To this day, Alt-J have never reached out to the band, though they changed their Twitter picture to a rice cake.
Many who viewed the Alt-J parody discovered Fleece, and have remained fans of the band.
Several years after the video's release, the band are still benefiting from its success. "I am so grateful for [the video] because we wouldn't have been able to [tour the States] without that," says Rogers about the band's 2017 tour, which was funded via Kickstarter. It was on that tour that the band were able to meet some of their biggest fans. "The first show we played in the States, there was a girl named Lily who recognized Megan and Jameson, who had only been in the band for a few months at that point," says Soil. Adds Rogers, "I'd say 14 of the 16 places we went to across the States, there was always one superfan saying, 'Thank you, you've changed my life.'"

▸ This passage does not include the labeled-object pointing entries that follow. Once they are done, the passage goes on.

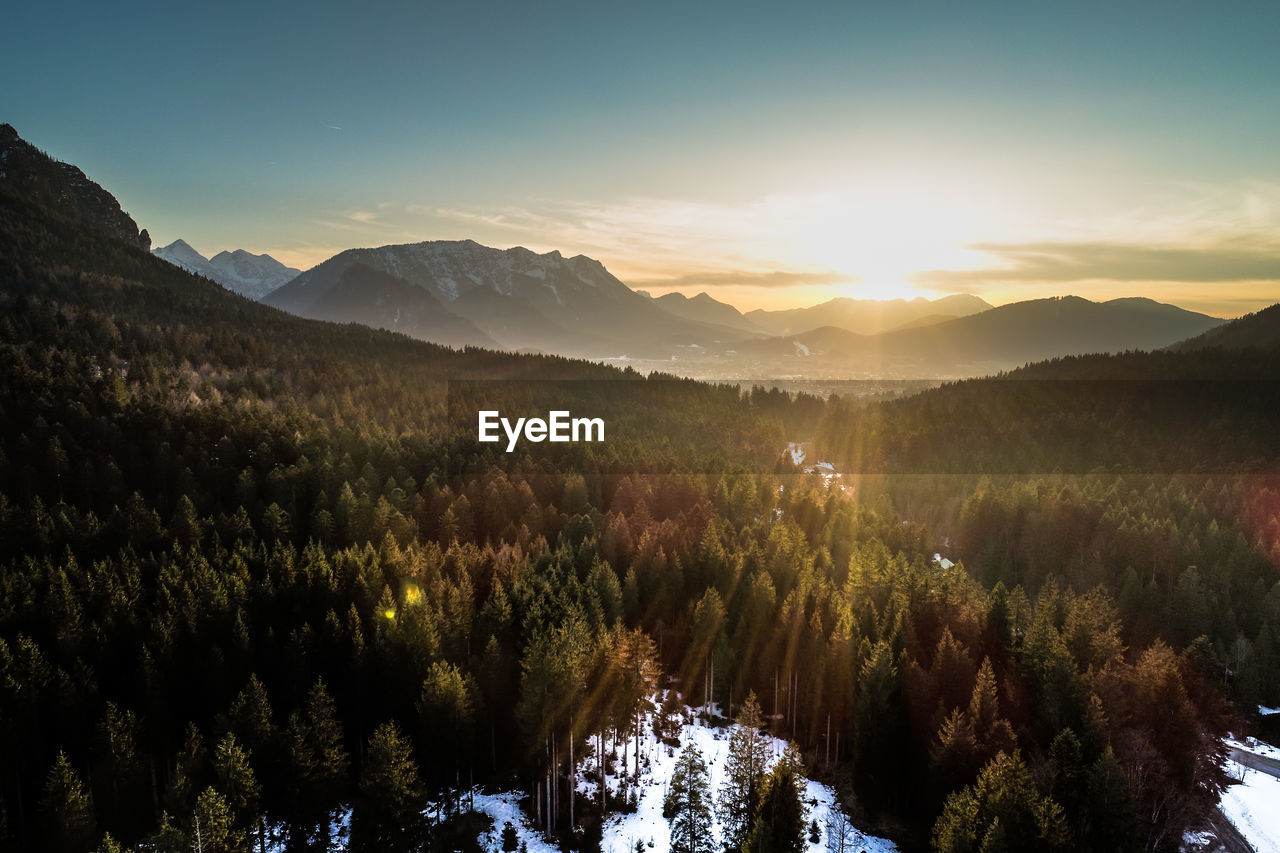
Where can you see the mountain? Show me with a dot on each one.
(245, 273)
(997, 340)
(864, 316)
(1261, 329)
(705, 309)
(379, 300)
(63, 187)
(517, 297)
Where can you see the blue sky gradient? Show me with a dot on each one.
(593, 127)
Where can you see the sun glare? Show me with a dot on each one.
(880, 237)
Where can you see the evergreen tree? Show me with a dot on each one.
(1001, 811)
(689, 804)
(388, 813)
(67, 812)
(745, 766)
(319, 765)
(236, 781)
(213, 828)
(778, 824)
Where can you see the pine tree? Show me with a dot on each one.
(778, 824)
(689, 804)
(319, 762)
(65, 808)
(744, 770)
(389, 807)
(213, 824)
(236, 781)
(1001, 811)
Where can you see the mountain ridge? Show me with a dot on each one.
(240, 270)
(62, 186)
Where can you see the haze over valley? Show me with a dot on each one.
(640, 428)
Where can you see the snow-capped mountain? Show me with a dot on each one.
(252, 276)
(517, 297)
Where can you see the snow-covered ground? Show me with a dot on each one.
(1255, 746)
(1253, 806)
(657, 765)
(504, 808)
(796, 451)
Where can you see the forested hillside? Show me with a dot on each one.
(250, 576)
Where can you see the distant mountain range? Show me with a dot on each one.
(516, 297)
(1261, 329)
(245, 273)
(996, 340)
(705, 309)
(464, 293)
(867, 316)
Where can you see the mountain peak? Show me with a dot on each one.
(240, 270)
(58, 186)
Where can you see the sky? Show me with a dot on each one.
(768, 154)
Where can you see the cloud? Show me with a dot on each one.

"The fans we got because of it — they love the video and it really shows our personalities, and then they listen to our music and they become so dedicated because they feel like they know us on a personal level and on a musical level," says Soil. "They all wanna know everything that's going on in Ethan's life. Everything," adds Rogers.
Though the group are best known for their affable, fun-loving personalities (perks from the aforementioned Kickstarter included Soil's shirt from the Alt-J video and Rogers' moustache), the music's more serious undertones still resonate with their fans. "[Voyager] is about me talking to myself in the past as a closeted person who's secretly gay, and there were some queer people there who were like, 'That album helped me a lot.' That was nice to hear," says Rogers.
Fleece play Bar le Ritz PDB in Montreal on January 19 and the Horseshoe Tavern in Toronto on January 26 as part of Exclaim! and Ticketfly's Class of 2018 concert series.